Presently Rosie went to the side of the chair and dropping on her knees on the carpet, looked up smilingly into the sweet placid face bent over the book.
“Mamma, dear, I have come for my good night kiss before getting into bed,” she said softly, adding sportively, “the last I shall solicit from you this year.”
“And you are going to be satisfied with one?” her mother asked letting the book fall into her lap, while she laid one hand gently on her young daughter’s head and gazed tenderly down into the blooming face; with a somewhat sad expression too, Rosie thought.
“I say, no to that, mamma,” she returned, laying her head in her mother’s lap and taking into her own the hand that had been resting on it, to press it again and again to her lips with ardent affection, “for I shall not be satisfied with less than half a dozen.”
Elsie gave them in quick succession, gathering her child in her arms and making her rest her fair head on the maternal bosom, and Rosie felt a warm tear fall on her cheek.
“Mamma!” she exclaimed in concerned surprise, “you are crying! What can be the matter? have I said or done anything to grieve you, dear heart?” reaching up an arm to clasp her mother’s neck, while she scanned the loved features with earnest, tender scrutiny.

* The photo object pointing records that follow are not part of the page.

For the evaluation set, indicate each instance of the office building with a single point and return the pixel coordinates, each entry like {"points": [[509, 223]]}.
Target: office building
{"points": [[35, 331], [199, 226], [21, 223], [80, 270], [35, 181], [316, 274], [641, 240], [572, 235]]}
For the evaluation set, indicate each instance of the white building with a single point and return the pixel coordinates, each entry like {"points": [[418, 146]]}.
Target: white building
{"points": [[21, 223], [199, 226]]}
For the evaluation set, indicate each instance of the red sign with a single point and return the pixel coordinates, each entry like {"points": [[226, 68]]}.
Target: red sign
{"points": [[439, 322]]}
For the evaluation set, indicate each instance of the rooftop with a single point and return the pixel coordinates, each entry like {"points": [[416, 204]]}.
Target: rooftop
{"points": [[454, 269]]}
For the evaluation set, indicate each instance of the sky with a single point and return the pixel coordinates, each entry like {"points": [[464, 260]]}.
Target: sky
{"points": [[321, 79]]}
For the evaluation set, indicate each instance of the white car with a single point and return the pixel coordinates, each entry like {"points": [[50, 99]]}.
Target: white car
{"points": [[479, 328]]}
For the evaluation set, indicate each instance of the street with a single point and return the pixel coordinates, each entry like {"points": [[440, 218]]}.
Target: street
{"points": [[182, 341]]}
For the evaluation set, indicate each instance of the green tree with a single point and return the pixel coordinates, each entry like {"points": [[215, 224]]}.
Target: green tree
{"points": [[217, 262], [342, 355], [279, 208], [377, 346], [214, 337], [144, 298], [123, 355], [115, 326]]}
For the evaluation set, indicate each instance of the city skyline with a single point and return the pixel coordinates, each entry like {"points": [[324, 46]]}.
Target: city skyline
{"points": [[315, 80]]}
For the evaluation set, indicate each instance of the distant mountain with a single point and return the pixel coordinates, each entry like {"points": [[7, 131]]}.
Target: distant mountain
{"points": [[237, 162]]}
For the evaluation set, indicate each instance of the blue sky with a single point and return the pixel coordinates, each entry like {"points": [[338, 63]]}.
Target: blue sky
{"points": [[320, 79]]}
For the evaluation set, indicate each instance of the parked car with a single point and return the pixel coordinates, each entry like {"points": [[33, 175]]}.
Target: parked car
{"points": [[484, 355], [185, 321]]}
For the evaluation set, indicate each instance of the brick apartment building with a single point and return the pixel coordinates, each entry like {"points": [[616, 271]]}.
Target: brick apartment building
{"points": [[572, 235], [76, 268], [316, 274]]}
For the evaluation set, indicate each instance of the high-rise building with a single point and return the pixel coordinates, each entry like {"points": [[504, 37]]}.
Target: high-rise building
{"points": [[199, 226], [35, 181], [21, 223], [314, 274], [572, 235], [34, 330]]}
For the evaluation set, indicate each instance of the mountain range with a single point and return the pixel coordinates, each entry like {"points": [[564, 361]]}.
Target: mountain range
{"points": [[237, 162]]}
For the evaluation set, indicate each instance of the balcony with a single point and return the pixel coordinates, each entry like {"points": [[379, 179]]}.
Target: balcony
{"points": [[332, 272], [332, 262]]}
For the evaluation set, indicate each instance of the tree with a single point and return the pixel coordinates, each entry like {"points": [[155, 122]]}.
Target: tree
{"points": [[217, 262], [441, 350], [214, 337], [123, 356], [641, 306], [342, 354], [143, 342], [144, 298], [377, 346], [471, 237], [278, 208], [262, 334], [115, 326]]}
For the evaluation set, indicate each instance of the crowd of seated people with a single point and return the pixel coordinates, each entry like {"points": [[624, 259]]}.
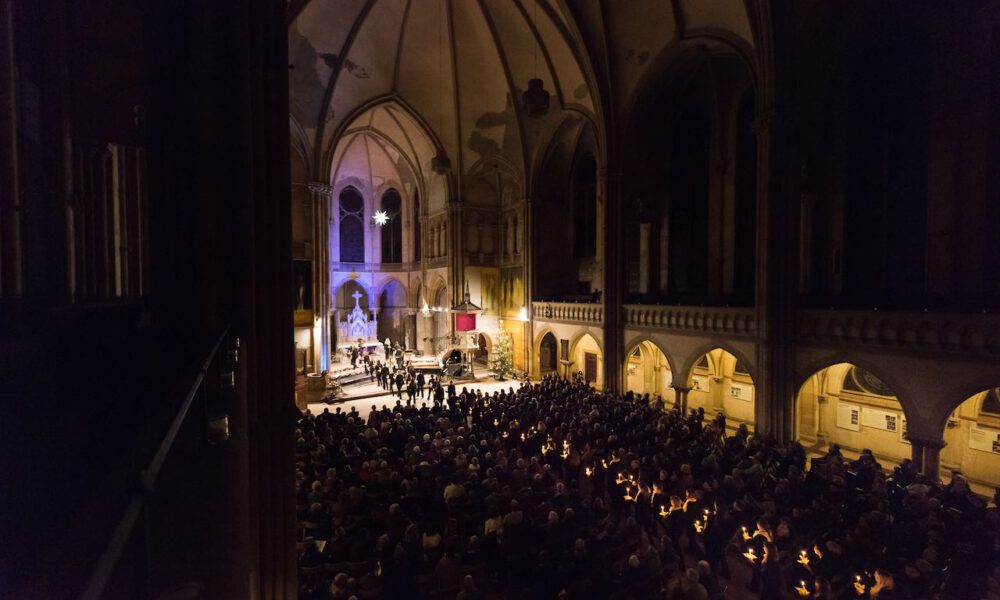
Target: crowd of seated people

For a minute or more there was no reply. Then Elsie said, in moved tones, softly smoothing the hair back from Rosie’s temples as she spoke, and gazing tenderly down into her eyes, “My heart is sad for you, my darling, because, while another year is rapidly drawing to a close, I have yet no reason to hope that you
have sought a refuge within the fold of the good Shepherd who gives to his sheep eternal life; the dear Saviour who has been all these years inviting you to come to him and be saved.”
“Mamma, I am very young yet,” murmured Rosie, hanging her head and blushing.
“Old enough to have become a disciple of Jesus years ago,” her mother said in sorrowful tones. “O my darling, give him the best years of your life; the whole of your life, whether it be long or short. Is he not worthy of it?”
“Yes, mamma; surely there can be only one answer to that and I do mean to— to try to turn over a new leaf with the coming of the new year. But, mamma, I know of a number of good Christians who didn’t begin to be such till they were many years older than I am. There is grandpa for one.”
“Yes, my child,” sighed her mother, “but he has always deeply regretted having so long delayed beginning the Christian course— entering the service of the dear Master whom now he loves better than wife or child or any created being. There are many reasons, my darling, why delay is both dangerous and unwise as well as basely ungrateful.”
“You allude to the uncertainty of life, mamma?”
“Yes, and of the continuance of health and reason. How many have been suddenly overtaken by fatal illness that at once robbed them of the power to think, so that if preparation for the solemn realities of another world had not been already made, the opportunity for so doing was forever lost!
“There is also danger that God’s Spirit may cease to strive with you, and without His help you can not come to Christ.
“Nor do we know how soon Jesus may come again in the clouds of heaven. He himself has told us that he will come as a thief in the night; that is when he is not expected.
“But, Rosie, my dear child, even if you could know certainly that delay will not cost you the loss of your soul, it will bring you other loss great and irreparable.”
“What, mamma?” Rosie asked with a look of mingled surprise and alarm. “I can not think what you mean.”